Uzmanlar çeşitli araştırmalar sonucu kek bir metreküp deniz suyunda 7 bin'e kadar plastik parçacık buldular.
Ve bu araştırmada sadece en yaygın üç plastik türü olan polietilen, polipropilen ve polistiren için 5 milden fazla derinliğe ulaşabilen okyanusun çok küçük bir bölümünü arıyorlardı.
Bu, Atlantik'teki toplam mikroplastik sayısının muhtemelen çok daha yüksek olacağı anlamına geliyor.
Ulusal Oşinografi Merkezi'nde oşinograf olan Katsiaryna Pabortsava, "Bu araştırmanın mesajlarından biri, çünkü çok sınırlı bir boyut aralığında ve Atlantik Okyanusu'nun yalnızca yüzde 6'sı içinde yalnızca üç polimere baktık" diyor.

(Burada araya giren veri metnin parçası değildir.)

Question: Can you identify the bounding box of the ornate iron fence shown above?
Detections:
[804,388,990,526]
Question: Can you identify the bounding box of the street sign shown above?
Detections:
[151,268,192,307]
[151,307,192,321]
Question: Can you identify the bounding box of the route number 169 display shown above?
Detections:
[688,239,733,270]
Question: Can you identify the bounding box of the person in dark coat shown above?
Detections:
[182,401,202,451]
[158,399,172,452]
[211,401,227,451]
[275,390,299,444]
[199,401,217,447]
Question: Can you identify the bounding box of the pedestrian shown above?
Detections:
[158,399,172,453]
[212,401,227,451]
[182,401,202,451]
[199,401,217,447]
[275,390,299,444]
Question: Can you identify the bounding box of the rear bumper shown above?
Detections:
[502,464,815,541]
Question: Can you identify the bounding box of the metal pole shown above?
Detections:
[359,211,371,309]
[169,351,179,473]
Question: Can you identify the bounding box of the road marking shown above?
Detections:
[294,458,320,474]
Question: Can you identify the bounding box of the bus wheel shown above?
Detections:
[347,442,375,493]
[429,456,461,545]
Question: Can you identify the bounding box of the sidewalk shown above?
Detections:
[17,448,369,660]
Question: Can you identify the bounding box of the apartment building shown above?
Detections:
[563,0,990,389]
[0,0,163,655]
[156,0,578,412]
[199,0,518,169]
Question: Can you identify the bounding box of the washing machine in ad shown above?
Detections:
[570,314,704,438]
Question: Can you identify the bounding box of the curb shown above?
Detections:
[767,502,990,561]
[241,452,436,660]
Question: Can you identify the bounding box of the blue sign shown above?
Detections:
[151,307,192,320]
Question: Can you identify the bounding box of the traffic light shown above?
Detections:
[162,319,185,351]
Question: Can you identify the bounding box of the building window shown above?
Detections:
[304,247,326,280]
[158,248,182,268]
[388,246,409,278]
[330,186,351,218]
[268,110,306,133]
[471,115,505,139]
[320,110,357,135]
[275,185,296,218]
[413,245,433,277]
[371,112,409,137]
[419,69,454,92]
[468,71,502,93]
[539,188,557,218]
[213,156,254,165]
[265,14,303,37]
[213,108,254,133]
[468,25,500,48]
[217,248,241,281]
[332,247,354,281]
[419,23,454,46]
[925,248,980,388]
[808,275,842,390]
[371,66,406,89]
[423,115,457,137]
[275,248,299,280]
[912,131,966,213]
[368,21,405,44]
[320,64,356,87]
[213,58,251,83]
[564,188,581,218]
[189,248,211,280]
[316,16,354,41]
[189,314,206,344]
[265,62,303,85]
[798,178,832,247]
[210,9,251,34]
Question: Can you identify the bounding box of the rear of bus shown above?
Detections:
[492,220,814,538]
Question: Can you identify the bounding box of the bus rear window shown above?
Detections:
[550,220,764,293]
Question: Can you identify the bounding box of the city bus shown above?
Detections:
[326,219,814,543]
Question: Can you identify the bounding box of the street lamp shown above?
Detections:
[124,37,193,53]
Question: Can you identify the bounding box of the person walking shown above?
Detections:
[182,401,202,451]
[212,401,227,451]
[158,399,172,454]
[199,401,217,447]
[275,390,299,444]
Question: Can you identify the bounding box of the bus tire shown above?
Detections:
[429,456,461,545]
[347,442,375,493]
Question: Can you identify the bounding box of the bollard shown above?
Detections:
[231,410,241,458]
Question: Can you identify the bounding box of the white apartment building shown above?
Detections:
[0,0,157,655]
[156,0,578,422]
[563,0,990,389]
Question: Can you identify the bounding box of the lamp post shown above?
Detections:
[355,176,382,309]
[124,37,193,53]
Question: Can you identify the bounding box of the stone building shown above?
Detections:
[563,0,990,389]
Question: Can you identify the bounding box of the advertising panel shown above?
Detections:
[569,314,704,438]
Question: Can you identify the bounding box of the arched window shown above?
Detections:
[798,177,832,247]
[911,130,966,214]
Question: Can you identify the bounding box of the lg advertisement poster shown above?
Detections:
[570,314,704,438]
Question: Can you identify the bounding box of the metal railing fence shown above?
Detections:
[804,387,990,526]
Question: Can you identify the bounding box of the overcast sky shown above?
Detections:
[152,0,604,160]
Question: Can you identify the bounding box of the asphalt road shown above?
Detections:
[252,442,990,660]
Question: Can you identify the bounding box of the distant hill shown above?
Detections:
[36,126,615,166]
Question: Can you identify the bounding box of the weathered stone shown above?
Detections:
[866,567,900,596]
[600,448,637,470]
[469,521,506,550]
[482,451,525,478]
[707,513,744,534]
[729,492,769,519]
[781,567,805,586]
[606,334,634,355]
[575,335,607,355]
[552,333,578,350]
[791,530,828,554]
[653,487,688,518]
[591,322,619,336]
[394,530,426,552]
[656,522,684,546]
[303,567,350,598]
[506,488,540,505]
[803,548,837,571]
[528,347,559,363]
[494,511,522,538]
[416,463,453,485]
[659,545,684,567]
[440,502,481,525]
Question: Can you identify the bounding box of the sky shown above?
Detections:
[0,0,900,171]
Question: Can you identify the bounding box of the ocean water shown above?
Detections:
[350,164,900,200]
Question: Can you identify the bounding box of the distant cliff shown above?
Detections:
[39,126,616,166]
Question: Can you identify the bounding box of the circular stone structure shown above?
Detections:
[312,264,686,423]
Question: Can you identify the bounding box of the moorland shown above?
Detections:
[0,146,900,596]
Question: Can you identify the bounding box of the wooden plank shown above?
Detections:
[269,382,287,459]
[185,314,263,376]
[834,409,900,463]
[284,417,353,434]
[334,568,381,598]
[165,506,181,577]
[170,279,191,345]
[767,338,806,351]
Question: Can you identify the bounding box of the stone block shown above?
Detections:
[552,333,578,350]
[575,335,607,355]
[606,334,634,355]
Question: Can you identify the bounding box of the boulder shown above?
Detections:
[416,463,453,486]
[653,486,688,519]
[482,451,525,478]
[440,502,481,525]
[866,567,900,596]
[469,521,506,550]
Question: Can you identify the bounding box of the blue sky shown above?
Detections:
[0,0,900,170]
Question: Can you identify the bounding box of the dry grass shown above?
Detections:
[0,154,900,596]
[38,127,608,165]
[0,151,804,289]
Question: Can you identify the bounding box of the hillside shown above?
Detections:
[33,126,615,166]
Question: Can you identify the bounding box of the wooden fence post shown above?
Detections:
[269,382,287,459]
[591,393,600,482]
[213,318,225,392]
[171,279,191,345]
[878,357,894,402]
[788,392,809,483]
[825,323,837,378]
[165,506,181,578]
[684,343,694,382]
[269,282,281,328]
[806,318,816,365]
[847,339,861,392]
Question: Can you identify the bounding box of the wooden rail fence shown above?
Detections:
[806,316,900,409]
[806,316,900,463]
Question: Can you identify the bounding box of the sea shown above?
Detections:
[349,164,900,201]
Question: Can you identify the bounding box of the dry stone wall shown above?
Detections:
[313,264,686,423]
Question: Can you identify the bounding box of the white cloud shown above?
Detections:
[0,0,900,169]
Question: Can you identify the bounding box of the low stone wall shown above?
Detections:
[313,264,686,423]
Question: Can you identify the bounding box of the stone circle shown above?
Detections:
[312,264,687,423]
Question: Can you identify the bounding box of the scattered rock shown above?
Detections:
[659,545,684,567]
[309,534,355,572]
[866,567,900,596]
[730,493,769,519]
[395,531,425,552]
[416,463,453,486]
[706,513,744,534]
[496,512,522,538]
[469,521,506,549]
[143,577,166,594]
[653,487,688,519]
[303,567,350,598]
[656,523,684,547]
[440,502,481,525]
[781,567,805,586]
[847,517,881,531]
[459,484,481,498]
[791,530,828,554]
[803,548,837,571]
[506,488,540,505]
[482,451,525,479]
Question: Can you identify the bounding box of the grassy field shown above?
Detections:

"Bir tür lavabo gibi davranıyorlar"
Bu araştırma, çevre bilimcileri arasında "mikroplastik döngünün" ya da küçük parçacıkların kara ile deniz ve hava arasında nasıl hareket ettiğini ortaya çıkarma çabasının bir parçası. Şimdiye kadar, sonuçlar en hafif tabirle rahatsız edici.
"Denizden karaya, karadan ciğerlerimize"
Wired'ın haberine göre bilim insanları mikroplastiklerin okyanusta kaldığını ve bir tür lavabo gibi davrandığını düşünürken, son zamanlarda deniz suyunun daha sonra karaya ve muhtemelen ciğerlerimize gelen parçacıkları yarattıklarını gösterdiler.
Rüzgar aynı zamanda şehirleri tarıyor ve mikroplastikleri atmosfere taşıyor. Daha sonra parçacıklar rüzgar yönünde korunan alanlara plastik yağmur gibi düşebilir.
Okyanuslarda asıl soru, suyun doğal süreçlerinin dünyanın dört bir yanında ve su sütununda yukarı ve aşağı nasıl hareket ettirdiği.
Bu yılın başlarında, araştırmacılar, derin deniz akıntılarının parçacıkları nasıl taşıdığını ve onları deniz tabanına boşaltarak ekosistemleri nasıl kirlettiğini gösterdi.
Geçen yıl, başka bir grup bilim insanı, yavru balıkların mikroplastikleri yiyecekle karıştırdığını keşfetti.
Besin zinciri, parçacıklar için bir tür ekolojik taşıma görevi görebilir: Daha büyük balıklar yavru balıkları yerler ve daha büyük balıklar bu yırtıcıları yerler ve bu böyle devam eder. Mikroplastikler yediğimiz deniz ürünlerinde biyolojik olarak birikiyorsa, bu bir insan sağlığı sorunu olabilir.